Die Wetter hatten in der Großen Hessen Meile in Frankfurt-Niederrad das richtige Näschen. Sie hatten Gestüt Röttgens Spectrum-Sohn Aspectus (Foto) zum 22:10-Favoriten gemacht. Und dieser Rolle wurde der Schützling von Hans Blume unter Derby-Siegjockey Fredrik Johansson dann auch vollauf gerecht. Er gewann das Gruppe III-Rennen ganz sicher.
Johansson ließ sich unterwegs von dem wie erwartet vorne gehenden Apollo Star führen, hatte diesen bei seinem Angriff in der Zielgeraden aber rasch im Griff. Die französische Gaststute Trip to the Moon, die vor dem Rennen noch den Besitzer gewechselt hatte, war zwar in Angriffsposition, gefährden konnte sie den Favoriten aber ebensowenig wie der Dreijährige Alaska River.

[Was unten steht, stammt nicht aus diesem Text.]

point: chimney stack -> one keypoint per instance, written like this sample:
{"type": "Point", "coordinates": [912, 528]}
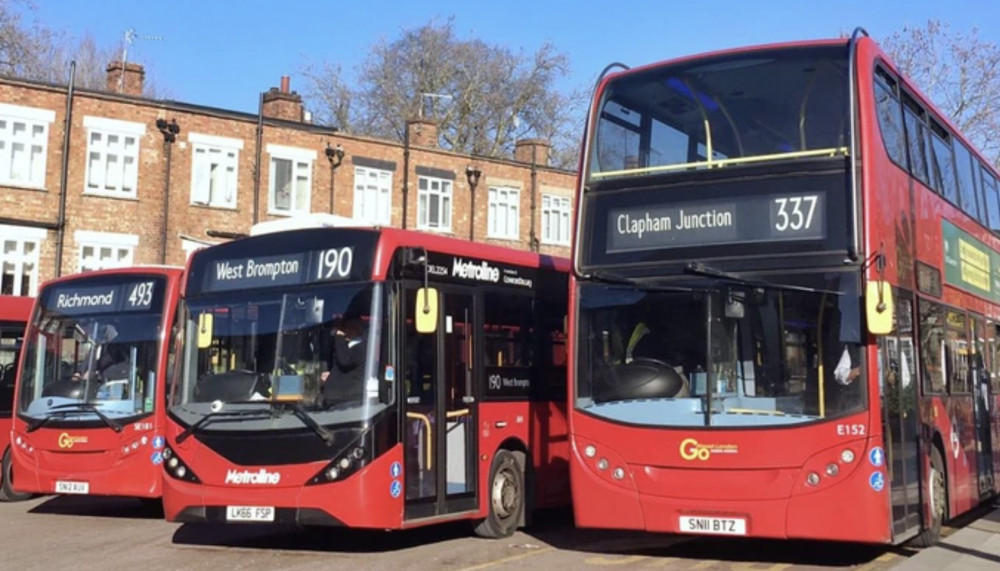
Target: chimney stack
{"type": "Point", "coordinates": [283, 103]}
{"type": "Point", "coordinates": [422, 132]}
{"type": "Point", "coordinates": [524, 149]}
{"type": "Point", "coordinates": [126, 79]}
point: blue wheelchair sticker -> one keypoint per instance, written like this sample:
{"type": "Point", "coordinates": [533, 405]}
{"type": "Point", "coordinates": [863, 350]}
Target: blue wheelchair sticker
{"type": "Point", "coordinates": [877, 481]}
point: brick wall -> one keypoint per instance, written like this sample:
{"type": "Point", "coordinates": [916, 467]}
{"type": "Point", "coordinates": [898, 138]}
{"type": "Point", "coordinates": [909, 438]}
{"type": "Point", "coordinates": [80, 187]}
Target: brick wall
{"type": "Point", "coordinates": [142, 215]}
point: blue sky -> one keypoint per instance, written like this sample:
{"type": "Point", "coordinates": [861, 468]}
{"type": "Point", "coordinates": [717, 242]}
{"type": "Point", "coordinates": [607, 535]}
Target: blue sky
{"type": "Point", "coordinates": [223, 54]}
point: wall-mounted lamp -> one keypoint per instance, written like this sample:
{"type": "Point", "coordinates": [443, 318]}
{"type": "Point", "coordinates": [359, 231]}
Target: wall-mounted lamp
{"type": "Point", "coordinates": [472, 174]}
{"type": "Point", "coordinates": [336, 156]}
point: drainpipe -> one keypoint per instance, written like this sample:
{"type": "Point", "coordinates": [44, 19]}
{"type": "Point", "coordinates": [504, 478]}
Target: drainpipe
{"type": "Point", "coordinates": [532, 238]}
{"type": "Point", "coordinates": [406, 168]}
{"type": "Point", "coordinates": [63, 175]}
{"type": "Point", "coordinates": [256, 170]}
{"type": "Point", "coordinates": [169, 132]}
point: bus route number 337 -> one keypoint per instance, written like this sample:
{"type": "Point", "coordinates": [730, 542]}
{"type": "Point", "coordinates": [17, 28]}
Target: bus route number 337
{"type": "Point", "coordinates": [713, 525]}
{"type": "Point", "coordinates": [250, 513]}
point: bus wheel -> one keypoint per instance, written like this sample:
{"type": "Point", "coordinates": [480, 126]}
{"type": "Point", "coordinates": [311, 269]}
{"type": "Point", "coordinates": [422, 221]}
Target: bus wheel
{"type": "Point", "coordinates": [937, 494]}
{"type": "Point", "coordinates": [7, 493]}
{"type": "Point", "coordinates": [506, 497]}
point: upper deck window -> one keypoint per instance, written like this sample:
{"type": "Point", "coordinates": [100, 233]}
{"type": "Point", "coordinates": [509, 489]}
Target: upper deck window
{"type": "Point", "coordinates": [724, 111]}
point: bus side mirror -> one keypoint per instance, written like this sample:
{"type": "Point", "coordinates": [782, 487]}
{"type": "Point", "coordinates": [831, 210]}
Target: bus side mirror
{"type": "Point", "coordinates": [879, 307]}
{"type": "Point", "coordinates": [205, 330]}
{"type": "Point", "coordinates": [426, 309]}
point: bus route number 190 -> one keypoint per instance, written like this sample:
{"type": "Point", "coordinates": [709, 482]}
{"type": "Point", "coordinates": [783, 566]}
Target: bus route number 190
{"type": "Point", "coordinates": [335, 263]}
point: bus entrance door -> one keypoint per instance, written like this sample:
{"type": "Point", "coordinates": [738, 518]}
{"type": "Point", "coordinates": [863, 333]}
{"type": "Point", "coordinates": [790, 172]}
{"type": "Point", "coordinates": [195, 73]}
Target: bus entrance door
{"type": "Point", "coordinates": [441, 411]}
{"type": "Point", "coordinates": [898, 386]}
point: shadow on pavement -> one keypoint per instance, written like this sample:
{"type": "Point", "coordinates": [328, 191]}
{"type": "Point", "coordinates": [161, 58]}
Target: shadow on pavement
{"type": "Point", "coordinates": [101, 506]}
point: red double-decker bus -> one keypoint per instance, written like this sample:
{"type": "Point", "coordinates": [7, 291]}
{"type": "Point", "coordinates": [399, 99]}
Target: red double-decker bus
{"type": "Point", "coordinates": [14, 313]}
{"type": "Point", "coordinates": [371, 378]}
{"type": "Point", "coordinates": [785, 301]}
{"type": "Point", "coordinates": [89, 402]}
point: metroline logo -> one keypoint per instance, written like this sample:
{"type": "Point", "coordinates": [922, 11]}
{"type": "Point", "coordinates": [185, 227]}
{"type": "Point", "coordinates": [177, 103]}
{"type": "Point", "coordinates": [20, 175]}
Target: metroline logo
{"type": "Point", "coordinates": [261, 476]}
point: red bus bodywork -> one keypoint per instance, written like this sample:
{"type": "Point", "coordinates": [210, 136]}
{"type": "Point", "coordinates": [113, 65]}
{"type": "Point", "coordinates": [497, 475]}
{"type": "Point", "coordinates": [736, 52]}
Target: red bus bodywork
{"type": "Point", "coordinates": [109, 463]}
{"type": "Point", "coordinates": [537, 428]}
{"type": "Point", "coordinates": [15, 311]}
{"type": "Point", "coordinates": [675, 472]}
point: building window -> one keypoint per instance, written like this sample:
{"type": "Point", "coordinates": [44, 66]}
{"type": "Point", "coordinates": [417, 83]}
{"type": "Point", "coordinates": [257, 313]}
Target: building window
{"type": "Point", "coordinates": [214, 170]}
{"type": "Point", "coordinates": [291, 179]}
{"type": "Point", "coordinates": [555, 219]}
{"type": "Point", "coordinates": [103, 250]}
{"type": "Point", "coordinates": [24, 135]}
{"type": "Point", "coordinates": [19, 248]}
{"type": "Point", "coordinates": [373, 195]}
{"type": "Point", "coordinates": [112, 156]}
{"type": "Point", "coordinates": [434, 204]}
{"type": "Point", "coordinates": [504, 213]}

Dieser musste sogar noch den dritten Platz an den gut endenden König Turf abtreten, der in Hamburg noch vor Aspectus gewesen war, diesmal aber vom Gewicht her ungünstiger stand, und auch den Boden nicht so passend fand, wie auf der Derbybahn. ‚Der Sommer kam einen Tag zu früh‘, scherzte sein Trainer Christian Sprengel.
Gute Laune hatte natürlich auch Hans Blume, der somit nach dem Longchamp-Sieg von Bussoni am Samstag in weniger als 24 Stunden zu seinem zweiten Gruppetreffer kam.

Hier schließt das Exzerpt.